Thursday, June 23, 2011

From crowdfunding to data-driven journalism, four ways the Knight News Challenge is shaping the future

Poynter reporting:
As the Knight News Challenge prepares to announce its fifth group of winners today, we looked back at the previous four years, in which 63 projects received nearly $22 million.
The Knight Foundation has spread that money around, including academic research, software tools, urban hyperlocal reporting and basic information needs in developing countries.
In reviewing the winners, we identified four areas of now-rapid innovation in which News Challenge projects have pushed new approaches for journalism: Crowdfunding, the hacker-journalist, data as news and citizen journalism.

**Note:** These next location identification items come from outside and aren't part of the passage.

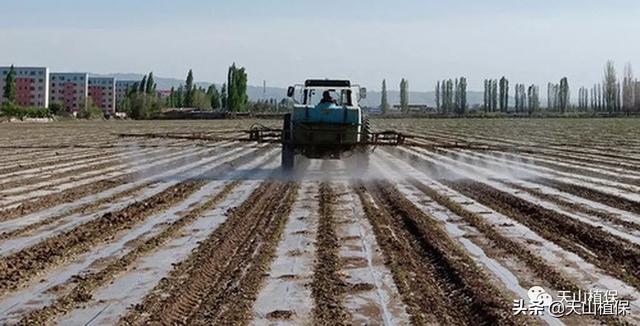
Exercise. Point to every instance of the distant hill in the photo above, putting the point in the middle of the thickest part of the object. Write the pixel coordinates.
(256, 92)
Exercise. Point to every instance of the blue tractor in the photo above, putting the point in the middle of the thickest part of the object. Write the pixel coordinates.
(328, 123)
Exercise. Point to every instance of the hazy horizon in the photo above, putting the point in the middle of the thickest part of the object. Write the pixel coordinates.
(284, 43)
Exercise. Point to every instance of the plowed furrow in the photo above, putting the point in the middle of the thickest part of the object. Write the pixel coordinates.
(541, 268)
(328, 289)
(74, 193)
(21, 266)
(77, 173)
(438, 280)
(86, 209)
(614, 255)
(69, 195)
(593, 194)
(219, 280)
(37, 164)
(575, 206)
(87, 284)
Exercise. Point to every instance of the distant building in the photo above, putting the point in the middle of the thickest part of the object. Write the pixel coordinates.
(103, 92)
(32, 85)
(163, 94)
(123, 87)
(69, 89)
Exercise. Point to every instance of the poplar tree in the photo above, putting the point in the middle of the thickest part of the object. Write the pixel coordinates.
(437, 93)
(223, 97)
(189, 90)
(214, 96)
(504, 94)
(10, 92)
(404, 95)
(494, 96)
(143, 84)
(151, 86)
(610, 87)
(237, 98)
(384, 102)
(628, 89)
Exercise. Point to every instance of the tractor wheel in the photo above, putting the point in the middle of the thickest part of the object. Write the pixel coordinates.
(288, 152)
(366, 130)
(288, 157)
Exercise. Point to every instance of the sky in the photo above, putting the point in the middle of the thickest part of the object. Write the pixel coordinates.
(284, 42)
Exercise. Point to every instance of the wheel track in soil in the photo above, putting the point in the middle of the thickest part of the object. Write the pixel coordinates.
(595, 196)
(614, 255)
(438, 280)
(327, 288)
(86, 285)
(510, 249)
(519, 168)
(592, 194)
(557, 165)
(22, 266)
(58, 167)
(588, 156)
(123, 169)
(84, 171)
(72, 157)
(220, 280)
(47, 201)
(89, 208)
(574, 206)
(85, 209)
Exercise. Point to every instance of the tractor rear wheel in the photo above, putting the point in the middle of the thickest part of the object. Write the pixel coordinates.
(288, 151)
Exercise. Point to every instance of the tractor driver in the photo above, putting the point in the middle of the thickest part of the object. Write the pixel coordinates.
(326, 98)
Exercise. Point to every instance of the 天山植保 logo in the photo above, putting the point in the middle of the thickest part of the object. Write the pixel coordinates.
(594, 302)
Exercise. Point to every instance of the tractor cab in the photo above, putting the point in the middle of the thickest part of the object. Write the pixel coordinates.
(327, 101)
(326, 120)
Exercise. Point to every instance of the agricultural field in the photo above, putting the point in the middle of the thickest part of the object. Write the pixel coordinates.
(184, 225)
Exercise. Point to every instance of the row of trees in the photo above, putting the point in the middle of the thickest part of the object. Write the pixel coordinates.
(451, 96)
(611, 95)
(232, 96)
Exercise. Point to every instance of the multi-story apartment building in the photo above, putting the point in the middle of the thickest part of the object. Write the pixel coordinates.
(103, 92)
(69, 89)
(32, 85)
(122, 88)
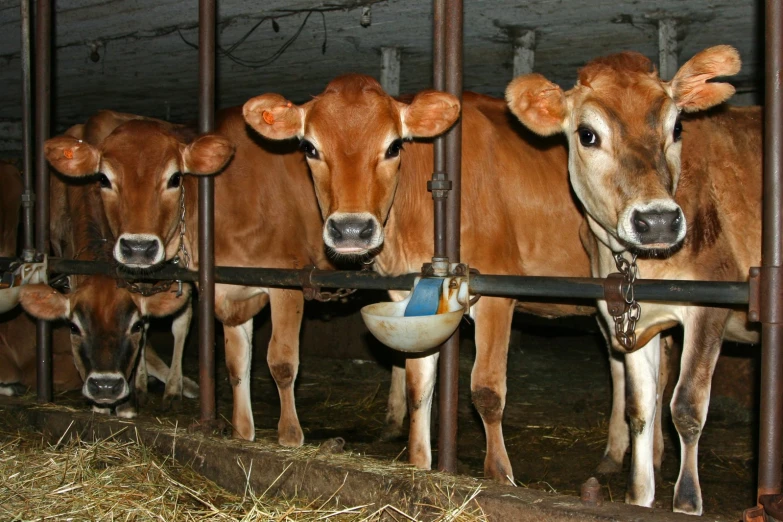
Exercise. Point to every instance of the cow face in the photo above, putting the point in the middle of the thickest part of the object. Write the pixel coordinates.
(140, 168)
(353, 137)
(623, 130)
(108, 328)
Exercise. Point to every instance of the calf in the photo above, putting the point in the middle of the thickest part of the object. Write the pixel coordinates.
(370, 181)
(683, 193)
(266, 215)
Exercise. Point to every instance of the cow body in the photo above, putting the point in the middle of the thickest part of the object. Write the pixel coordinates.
(265, 216)
(372, 192)
(644, 175)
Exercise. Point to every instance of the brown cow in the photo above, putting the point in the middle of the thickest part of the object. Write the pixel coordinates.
(371, 187)
(107, 324)
(265, 216)
(645, 175)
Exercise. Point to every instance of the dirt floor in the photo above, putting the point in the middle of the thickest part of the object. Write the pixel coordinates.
(555, 419)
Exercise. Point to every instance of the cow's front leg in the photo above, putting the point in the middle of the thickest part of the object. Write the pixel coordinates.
(172, 395)
(488, 381)
(642, 368)
(691, 399)
(396, 406)
(239, 351)
(420, 373)
(283, 360)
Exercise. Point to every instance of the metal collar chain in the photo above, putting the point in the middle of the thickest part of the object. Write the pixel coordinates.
(625, 320)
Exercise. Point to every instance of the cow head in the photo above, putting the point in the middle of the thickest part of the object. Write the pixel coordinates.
(108, 327)
(352, 136)
(623, 128)
(140, 168)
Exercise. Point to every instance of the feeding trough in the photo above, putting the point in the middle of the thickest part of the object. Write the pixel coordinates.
(13, 280)
(424, 319)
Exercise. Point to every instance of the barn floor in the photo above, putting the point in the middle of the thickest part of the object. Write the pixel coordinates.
(555, 418)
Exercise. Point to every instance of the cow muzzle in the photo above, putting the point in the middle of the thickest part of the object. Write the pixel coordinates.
(652, 226)
(352, 234)
(139, 250)
(105, 387)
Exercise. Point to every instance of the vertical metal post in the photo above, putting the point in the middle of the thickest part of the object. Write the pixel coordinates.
(206, 216)
(43, 60)
(771, 417)
(28, 173)
(449, 353)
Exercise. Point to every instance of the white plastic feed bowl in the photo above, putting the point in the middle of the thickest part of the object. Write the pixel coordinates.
(387, 323)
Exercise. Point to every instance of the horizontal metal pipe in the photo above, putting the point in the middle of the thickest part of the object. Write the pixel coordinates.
(708, 292)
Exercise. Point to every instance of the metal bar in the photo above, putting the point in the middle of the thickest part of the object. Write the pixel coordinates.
(28, 204)
(528, 287)
(43, 60)
(206, 216)
(771, 417)
(449, 352)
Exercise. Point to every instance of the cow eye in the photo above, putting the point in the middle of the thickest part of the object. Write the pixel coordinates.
(175, 180)
(678, 130)
(137, 327)
(103, 181)
(588, 137)
(394, 149)
(309, 149)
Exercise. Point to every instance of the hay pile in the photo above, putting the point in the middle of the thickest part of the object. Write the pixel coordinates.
(117, 480)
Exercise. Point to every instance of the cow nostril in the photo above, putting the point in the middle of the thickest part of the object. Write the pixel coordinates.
(368, 230)
(639, 224)
(125, 248)
(152, 249)
(334, 232)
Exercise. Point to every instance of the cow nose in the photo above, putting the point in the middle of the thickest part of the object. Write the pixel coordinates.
(139, 249)
(105, 388)
(350, 229)
(656, 226)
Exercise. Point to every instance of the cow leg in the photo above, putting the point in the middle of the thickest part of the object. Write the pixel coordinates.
(642, 368)
(701, 348)
(396, 407)
(287, 307)
(488, 380)
(420, 373)
(172, 395)
(667, 344)
(140, 380)
(618, 440)
(239, 351)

Of course, when you make dozens of bets on startups, some won’t pay off. Sometimes ideas aren’t as good as they sounded.
And sometimes good ideas — like conveying information through interactive games — are just harder to execute than anticipated. The News Challenge funded five gamification-of-news projects with almost $1 million. There was some success, but a lot of struggle, Newton said.
Even in the difficult cases, Knight and the participants learned valuable lessons, he said. And projects that did work as planned taught other lessons and blazed important trails to where journalism is headed.
One of journalism’s most urgent needs is finding new business models and funding methods.
Newspaper advertising revenue has been nearly halved since the News Challenge was announced in 2006. Online advertising has grown, but most news sites are still disappointed by ineffective display ads and low CPMs.
The News Challenge has not funded much in this space — only a few of the first 63 projects focused on ways to fund reporting. However, the projects it did fund may be among its most effective.